Please join the Facebook group Connecting Cultures through Counterpoint in order to join the community. The name of the platform was originally used in 2012 for our work in Tunisia, Egypt, and Pakistan, funded by the Robert Sterling Clark Foundation. Just as that project helped create lasting links, this new platform will bring people together through music in new and innovative ways.
Connect 4 videos
Musica Senza Confini features musicians from Pakistan (Nafees Ahmad on sitar), South Africa (Keamogetswe Magau on violin), Mexico (Fernanda Villalvazo on violin), and the USA (Stephen Solook on percussion) playing a piece whose name means “Music Without Borders,” composed by Nafees Ahmad.
Spotlight videos
- Congo: Music Surviving. Musician and activist Bernard Kalume Buleri reflects on the role of music in Congolese society and the challenge that two pandemics, ebola and coronavirus, have presented to musicians.
- Getting to know Mbira. Ronald Badza, the founder of Revival Arts Trust Zimbabwe and our long-time collaborator for our work in Zimbabwe, introduces us to the master mbira player and teacher Musekiwa Chingodza. Video sponsored by Abigail Alison Peralta.
- As part of Anthony McGill’s #TakeTwoKnees challenge, which invites musicians to honor the life of George Floyd specifically and the #BlackLivesMatter movement generally, CiH founder William Harvey recorded this video of “Rhapsody No. 1” by the great young African-American composer Jessie Montgomery.
- A husband and wife sitar duo in India. Abhishek and Murchana Adhikary share their unique experiences and play beautiful music on TWO sitars, accompanied by Murchana’s brother Madhurjya Barthakur.

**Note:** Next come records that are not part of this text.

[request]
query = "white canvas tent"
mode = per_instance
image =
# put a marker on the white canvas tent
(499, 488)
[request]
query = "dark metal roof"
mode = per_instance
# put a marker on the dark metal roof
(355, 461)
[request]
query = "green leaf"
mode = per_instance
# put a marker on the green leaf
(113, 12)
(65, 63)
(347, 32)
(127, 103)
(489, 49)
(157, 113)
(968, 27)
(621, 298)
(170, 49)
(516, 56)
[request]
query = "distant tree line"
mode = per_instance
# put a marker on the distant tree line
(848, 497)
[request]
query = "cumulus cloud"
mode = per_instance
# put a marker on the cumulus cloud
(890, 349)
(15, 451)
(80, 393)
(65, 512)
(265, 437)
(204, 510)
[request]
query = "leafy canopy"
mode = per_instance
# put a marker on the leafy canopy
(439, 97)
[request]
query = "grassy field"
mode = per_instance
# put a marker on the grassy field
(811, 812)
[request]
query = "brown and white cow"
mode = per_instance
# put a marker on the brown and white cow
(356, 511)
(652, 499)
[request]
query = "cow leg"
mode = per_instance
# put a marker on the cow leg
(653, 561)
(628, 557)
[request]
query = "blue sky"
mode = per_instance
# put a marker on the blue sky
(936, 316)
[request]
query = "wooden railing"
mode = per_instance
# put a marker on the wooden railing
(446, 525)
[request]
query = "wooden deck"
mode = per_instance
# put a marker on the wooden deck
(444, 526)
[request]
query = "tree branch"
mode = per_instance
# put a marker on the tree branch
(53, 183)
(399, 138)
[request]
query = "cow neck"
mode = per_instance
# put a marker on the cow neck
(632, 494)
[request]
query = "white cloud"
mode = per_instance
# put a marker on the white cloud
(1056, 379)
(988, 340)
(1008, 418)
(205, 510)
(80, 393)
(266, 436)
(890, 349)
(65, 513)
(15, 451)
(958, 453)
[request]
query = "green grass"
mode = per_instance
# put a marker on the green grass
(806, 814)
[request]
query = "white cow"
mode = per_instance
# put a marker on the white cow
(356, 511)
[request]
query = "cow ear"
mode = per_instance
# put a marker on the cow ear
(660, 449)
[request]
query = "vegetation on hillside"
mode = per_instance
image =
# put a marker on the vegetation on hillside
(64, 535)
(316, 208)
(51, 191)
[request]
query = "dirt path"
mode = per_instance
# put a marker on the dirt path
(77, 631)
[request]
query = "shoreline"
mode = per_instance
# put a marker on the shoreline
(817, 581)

- An American pianist in the Sierra Tarahumara. In 1980, Romayne Wheeler took time from a successful international career as a pianist to visit—or so he thought—the Rarámuri tribe in the Sierra Tarahumara of Chihuahua State in Mexico. Since then, he has lived there, and proceeds from his concerts benefit the health care and education of the Rarámuri.
- A Trumpet School Flourishes in Oaxaca. We examine the challenges faced by the Academia de Trompeta Hector Tomás as it deals with the pandemic.